Warnings for the future
In examining history, it is hard to avoid the conclusion that a number of major ‘stabilizing interventions’ should not have occurred at all. The American wars in Vietnam and Iraq (which became a ‘stabilizing intervention’ after the overthrow of Saddam Hussein), the Soviet invasion of Afghanistan, and numerous examples of French interventions in Africa, all likely did more harm than good. Even when they did not prove economically and politically costly to the intervening powers, the lives of communities in the targeted countries certainly suffered.
That said, despite the miserable track record of these interventions, they will likely remain a common feature of the international political landscape for the foreseeable future. At times, sheer humanitarian imperatives, such as the recent violence in the Central African Republic, or other considerations may leave capable states with little choice but intervention. At first glance, given their brutal ideology and stated aims, it may seem that ISIS presents us with just such an imperative. However, in light of past experience, policymakers and concerned citizens should give serious consideration to the obstacles described above before ceding too easily to anger and repugnance at what ISIS represents.

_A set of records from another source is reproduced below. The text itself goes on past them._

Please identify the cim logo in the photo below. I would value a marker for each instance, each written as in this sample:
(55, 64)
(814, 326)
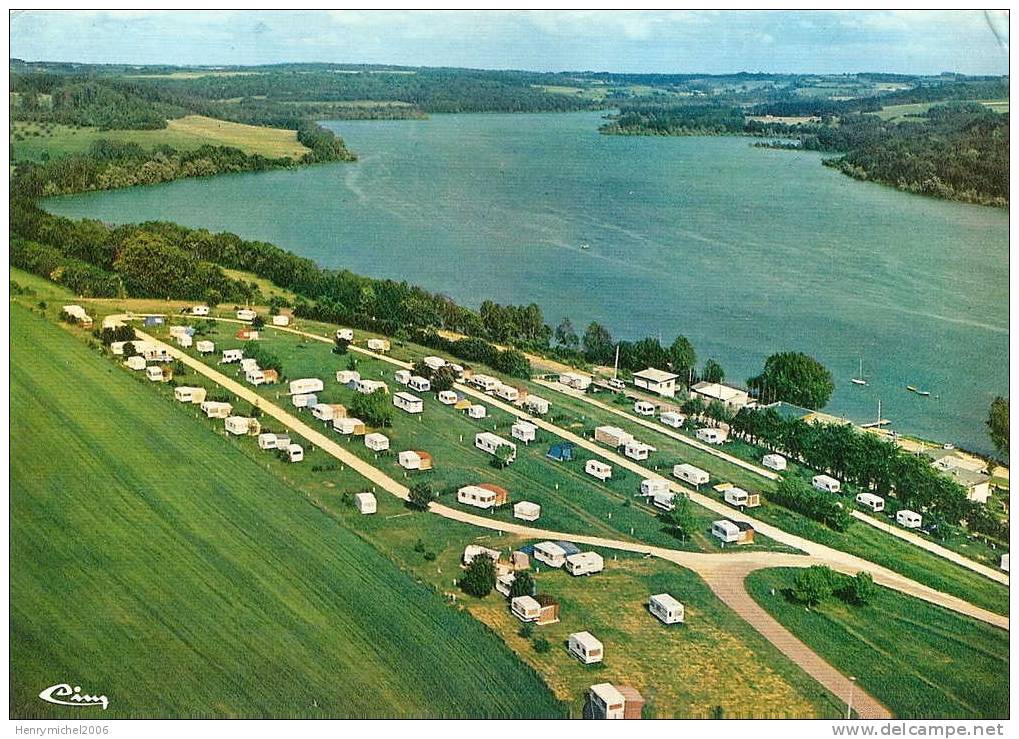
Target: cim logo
(64, 694)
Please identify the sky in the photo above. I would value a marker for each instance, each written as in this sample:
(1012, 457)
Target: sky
(713, 42)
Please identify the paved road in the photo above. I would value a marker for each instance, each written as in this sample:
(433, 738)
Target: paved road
(899, 532)
(725, 573)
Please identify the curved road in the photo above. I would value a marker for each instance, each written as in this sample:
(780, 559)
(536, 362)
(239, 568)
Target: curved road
(725, 573)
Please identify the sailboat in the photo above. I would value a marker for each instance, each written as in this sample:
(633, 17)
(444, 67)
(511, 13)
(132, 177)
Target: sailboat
(859, 379)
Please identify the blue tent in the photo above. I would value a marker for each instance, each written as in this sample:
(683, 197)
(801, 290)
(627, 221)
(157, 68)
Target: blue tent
(561, 452)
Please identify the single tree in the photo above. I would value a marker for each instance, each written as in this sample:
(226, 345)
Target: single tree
(998, 424)
(479, 578)
(420, 496)
(796, 378)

ISIS is certainly not a monolithic bloc. The first order of business for any anti-ISIS coalition is a better understanding of how they operate. For instance, beyond their violent and uncompromising ideology, what has driven ISIS’ success in attracting the support of numerous Sunni Arab elites in both Syria and Iraq? What is the extent of their popular support? What are the local dynamics of violence? How does ISIS’ presence interact with community and broader tribal politics? Who are the key actors in this process? These and related questions should guide thinking on developing the bases of a political strategy.
What are the limits to American or other international external political influence over the two ‘host regimes’? Among other factors, the policies of both Damascus and Baghdad bear a large degree of responsibility for this crisis. However, external influence over the former is nearly zero, while the latter cannot be forced into making necessary reforms since this would threaten the ruling coalition’s ability to govern. Substantial military assistance to either regime may only reinforce political intransigence. How does one address this problem?
How can military assistance improve the capacity of Baghdad and the Kurds to combat ISIS? If they manage to recapture large Sunni Arab population centres, how will they treat local civilians? Can anyone provide a credible commitment to refrain from retaliation? Given the past history of many in Iraq’s military and Shiite militias, this question is a critical one.
These issues should be at the heart of any debate over an appropriate response to ISIS. At present, given the means available, it seems unlikely that American and, more broadly, international actors are capable of tackling the political roots of this crisis and its underlying violence. If true, responsible policymakers should ask themselves what a more robust military intervention from the US and its partners could realistically accomplish.